Creating and Using Packages

To make types easier to find and use, to avoid naming conflicts, and to control access, programmers bundle groups of related types into packages.

Definition:

A package is a grouping of related types providing access protection and name space management. Note that types refers to classes, interfaces, enumerations, and annotation types. Enumerations and annotation types are special kinds of classes and interfaces, respectively, so types are often referred to in this lesson simply as classes and interfaces.

The types that are part of the Java platform are members of various packages that bundle classes by function: fundamental classes are in java.lang , classes for reading and writing (input and output) are in java.io , and so on. You can put your types in packages too.

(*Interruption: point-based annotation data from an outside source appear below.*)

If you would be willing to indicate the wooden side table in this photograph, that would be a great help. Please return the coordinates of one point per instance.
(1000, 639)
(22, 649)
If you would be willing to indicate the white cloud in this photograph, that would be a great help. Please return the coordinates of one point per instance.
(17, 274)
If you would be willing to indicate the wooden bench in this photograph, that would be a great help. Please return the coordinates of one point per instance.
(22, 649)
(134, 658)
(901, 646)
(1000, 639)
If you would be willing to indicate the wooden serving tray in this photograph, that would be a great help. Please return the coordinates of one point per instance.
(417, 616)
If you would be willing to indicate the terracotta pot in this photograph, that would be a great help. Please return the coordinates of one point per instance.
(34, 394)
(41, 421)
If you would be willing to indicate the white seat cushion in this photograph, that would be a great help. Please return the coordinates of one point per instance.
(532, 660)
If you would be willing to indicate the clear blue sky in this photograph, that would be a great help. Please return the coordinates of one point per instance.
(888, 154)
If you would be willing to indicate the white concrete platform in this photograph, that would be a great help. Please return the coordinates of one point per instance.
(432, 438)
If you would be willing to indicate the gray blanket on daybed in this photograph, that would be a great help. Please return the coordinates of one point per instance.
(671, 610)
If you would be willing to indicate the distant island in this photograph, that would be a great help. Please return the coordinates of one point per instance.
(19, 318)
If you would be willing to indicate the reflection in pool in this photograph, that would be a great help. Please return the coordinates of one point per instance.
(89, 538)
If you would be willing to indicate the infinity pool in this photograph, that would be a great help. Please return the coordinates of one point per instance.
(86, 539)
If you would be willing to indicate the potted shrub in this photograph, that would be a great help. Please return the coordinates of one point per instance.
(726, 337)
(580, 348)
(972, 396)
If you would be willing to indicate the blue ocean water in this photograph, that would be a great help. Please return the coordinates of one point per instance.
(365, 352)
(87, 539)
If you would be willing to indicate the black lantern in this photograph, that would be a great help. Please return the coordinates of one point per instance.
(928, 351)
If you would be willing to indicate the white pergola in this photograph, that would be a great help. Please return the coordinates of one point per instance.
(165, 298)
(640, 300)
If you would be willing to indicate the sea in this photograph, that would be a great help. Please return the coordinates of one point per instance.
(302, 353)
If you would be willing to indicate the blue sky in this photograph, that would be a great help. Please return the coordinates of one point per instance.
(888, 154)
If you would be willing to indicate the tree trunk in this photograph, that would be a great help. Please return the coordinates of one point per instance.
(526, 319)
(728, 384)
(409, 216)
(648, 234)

Suppose you write a group of classes that represent graphic objects, such as circles, rectangles, lines, and points. You also write an interface, Draggable , that classes implement if they can be dragged with the mouse.

//in the Draggable.java file
public interface Draggable {
    ...
}

//in the Graphic.java file
public abstract class Graphic {
    ...
}

//in the Circle.java file
public class Circle extends Graphic
    implements Draggable {
    . . .
}

//in the Rectangle.java file
public class Rectangle extends Graphic
    implements Draggable {
    . . .
}

//in the Point.java file
public class Point extends Graphic
    implements Draggable {
    . . .
}

//in the Line.java file
public class Line extends Graphic
    implements Draggable {
    . . .
}

You should bundle these classes and the interface in a package for several reasons, including the following:

  • You and other programmers can easily determine that these types are related.

  • You and other programmers know where to find types that can provide graphics-related functions.

  • The names of your types won't conflict with the type names in other packages because the package creates a new namespace.

  • You can allow types within the package to have unrestricted access to one another yet still restrict access for types outside the package.